ジェイクみたいにまったくの初心者って珍しいんじゃない?
エリサ様のファーストダンスを見届けながら、横目でジェイクのファーストダンスをはらはらしながら見る。忙しいな、私。
エリサ様はやや固さはあったものの、教えたことをきちんとこなしている。よし、良いぞ。ステップ、ターン、笑顔笑顔。

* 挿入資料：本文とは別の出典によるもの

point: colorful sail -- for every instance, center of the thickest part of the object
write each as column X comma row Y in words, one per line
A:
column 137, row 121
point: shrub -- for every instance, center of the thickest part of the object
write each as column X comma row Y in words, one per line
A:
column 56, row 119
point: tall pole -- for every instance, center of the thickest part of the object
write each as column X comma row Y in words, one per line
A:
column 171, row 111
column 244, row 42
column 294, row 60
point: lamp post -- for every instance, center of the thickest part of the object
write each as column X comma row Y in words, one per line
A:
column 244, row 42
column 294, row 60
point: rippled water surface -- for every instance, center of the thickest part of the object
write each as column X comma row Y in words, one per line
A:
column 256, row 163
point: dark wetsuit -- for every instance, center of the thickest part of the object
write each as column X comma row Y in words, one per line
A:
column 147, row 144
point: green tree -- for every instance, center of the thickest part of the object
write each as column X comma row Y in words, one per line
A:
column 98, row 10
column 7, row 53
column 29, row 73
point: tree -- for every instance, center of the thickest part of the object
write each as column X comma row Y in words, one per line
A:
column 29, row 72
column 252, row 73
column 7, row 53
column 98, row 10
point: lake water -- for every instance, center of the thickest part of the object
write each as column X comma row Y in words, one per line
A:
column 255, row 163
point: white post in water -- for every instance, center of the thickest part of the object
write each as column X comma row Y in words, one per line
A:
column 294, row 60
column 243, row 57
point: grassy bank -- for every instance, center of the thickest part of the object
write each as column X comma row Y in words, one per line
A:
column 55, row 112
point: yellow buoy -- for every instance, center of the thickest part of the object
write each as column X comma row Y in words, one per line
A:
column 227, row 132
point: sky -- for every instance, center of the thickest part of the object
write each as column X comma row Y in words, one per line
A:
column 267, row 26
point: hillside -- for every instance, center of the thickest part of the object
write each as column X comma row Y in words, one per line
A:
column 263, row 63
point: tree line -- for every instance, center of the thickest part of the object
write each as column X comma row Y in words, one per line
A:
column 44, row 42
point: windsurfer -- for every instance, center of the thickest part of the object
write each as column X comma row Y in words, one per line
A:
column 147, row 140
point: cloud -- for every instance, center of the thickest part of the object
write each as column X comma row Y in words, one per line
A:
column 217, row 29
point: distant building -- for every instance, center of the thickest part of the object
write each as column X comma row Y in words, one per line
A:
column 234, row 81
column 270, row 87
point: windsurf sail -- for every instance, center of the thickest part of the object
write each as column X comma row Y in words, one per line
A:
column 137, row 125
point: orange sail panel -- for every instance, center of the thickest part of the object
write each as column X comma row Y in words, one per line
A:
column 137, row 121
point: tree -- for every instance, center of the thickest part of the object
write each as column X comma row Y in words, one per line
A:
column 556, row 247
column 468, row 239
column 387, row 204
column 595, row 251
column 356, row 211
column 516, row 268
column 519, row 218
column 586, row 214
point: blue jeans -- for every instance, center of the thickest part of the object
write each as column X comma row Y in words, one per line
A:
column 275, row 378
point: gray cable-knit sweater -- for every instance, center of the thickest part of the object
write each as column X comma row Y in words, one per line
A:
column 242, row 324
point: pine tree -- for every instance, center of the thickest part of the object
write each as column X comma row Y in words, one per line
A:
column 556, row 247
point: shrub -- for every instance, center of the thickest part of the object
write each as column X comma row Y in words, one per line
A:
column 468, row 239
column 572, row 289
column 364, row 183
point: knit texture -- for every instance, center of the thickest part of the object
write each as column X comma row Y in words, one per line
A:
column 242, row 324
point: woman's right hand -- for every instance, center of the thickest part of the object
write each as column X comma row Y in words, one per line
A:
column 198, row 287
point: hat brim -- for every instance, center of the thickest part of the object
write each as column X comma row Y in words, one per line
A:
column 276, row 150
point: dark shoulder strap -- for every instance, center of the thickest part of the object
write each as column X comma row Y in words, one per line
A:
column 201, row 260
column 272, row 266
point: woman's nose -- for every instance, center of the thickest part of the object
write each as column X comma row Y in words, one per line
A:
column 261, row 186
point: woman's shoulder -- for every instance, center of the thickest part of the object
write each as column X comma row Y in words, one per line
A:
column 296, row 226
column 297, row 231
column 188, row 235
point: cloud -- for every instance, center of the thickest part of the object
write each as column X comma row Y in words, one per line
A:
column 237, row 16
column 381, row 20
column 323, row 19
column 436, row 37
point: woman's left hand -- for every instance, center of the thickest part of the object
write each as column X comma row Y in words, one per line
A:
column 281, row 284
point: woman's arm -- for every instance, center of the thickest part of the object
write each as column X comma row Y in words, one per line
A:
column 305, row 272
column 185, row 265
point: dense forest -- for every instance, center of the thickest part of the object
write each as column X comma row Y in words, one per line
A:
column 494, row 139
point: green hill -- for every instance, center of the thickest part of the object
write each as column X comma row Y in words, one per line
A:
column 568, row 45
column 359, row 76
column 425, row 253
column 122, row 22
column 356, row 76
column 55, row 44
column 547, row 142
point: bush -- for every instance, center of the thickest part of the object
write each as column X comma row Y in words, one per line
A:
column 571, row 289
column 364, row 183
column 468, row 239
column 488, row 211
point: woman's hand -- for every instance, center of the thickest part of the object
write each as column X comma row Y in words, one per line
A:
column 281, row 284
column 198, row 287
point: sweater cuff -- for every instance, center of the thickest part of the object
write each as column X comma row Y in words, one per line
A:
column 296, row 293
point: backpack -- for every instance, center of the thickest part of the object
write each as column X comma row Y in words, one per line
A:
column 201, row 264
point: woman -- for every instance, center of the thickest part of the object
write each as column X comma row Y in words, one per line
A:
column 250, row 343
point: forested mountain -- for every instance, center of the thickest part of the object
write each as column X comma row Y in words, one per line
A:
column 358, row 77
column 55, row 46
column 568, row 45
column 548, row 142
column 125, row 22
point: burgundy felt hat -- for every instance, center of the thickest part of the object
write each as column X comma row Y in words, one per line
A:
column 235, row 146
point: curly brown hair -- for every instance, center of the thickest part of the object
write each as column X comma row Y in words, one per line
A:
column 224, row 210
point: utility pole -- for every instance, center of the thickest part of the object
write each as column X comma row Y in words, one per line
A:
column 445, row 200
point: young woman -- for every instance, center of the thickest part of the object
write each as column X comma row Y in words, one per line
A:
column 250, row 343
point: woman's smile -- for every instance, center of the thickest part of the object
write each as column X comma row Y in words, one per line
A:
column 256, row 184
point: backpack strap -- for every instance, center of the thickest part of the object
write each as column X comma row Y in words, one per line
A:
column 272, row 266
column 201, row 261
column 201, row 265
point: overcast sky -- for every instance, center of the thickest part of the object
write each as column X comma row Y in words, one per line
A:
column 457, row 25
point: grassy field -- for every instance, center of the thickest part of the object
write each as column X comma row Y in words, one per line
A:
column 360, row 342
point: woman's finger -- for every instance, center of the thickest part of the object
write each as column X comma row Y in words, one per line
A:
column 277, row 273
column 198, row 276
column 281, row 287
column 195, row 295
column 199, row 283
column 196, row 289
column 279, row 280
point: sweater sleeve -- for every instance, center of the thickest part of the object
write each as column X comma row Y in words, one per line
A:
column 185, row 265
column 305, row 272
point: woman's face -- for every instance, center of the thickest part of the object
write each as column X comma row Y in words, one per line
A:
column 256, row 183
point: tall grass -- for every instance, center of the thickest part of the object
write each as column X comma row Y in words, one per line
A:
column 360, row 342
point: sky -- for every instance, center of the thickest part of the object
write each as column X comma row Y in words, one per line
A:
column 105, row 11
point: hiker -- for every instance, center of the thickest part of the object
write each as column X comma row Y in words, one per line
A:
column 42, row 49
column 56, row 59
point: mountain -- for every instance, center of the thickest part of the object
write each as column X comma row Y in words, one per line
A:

アンドレ様のリードも余裕がある。やっぱり頼んで良かった。
隣の奥様は拳をふるわせて娘の晴れ舞台を眼に焼き付けていた。
一方のジェイクはいたって涼しい顔で、パートナーの靴を踏むこともなく、ステップを間違えることもなく、一曲を完璧に踊って見せたのだった。見てるこっちの方が、どっと疲れたわ。
最初のダンスをこなすと、エリサ様も少し自信がついたようで、好きなマズルカは何曲目だったかしら、などと曲順を思い出す余裕ができたようだ。先ほどの初々しいダンスが好印象だったようで、何人かの殿方がこちらを見ている。それを捌いてゆくのが私の役目だ。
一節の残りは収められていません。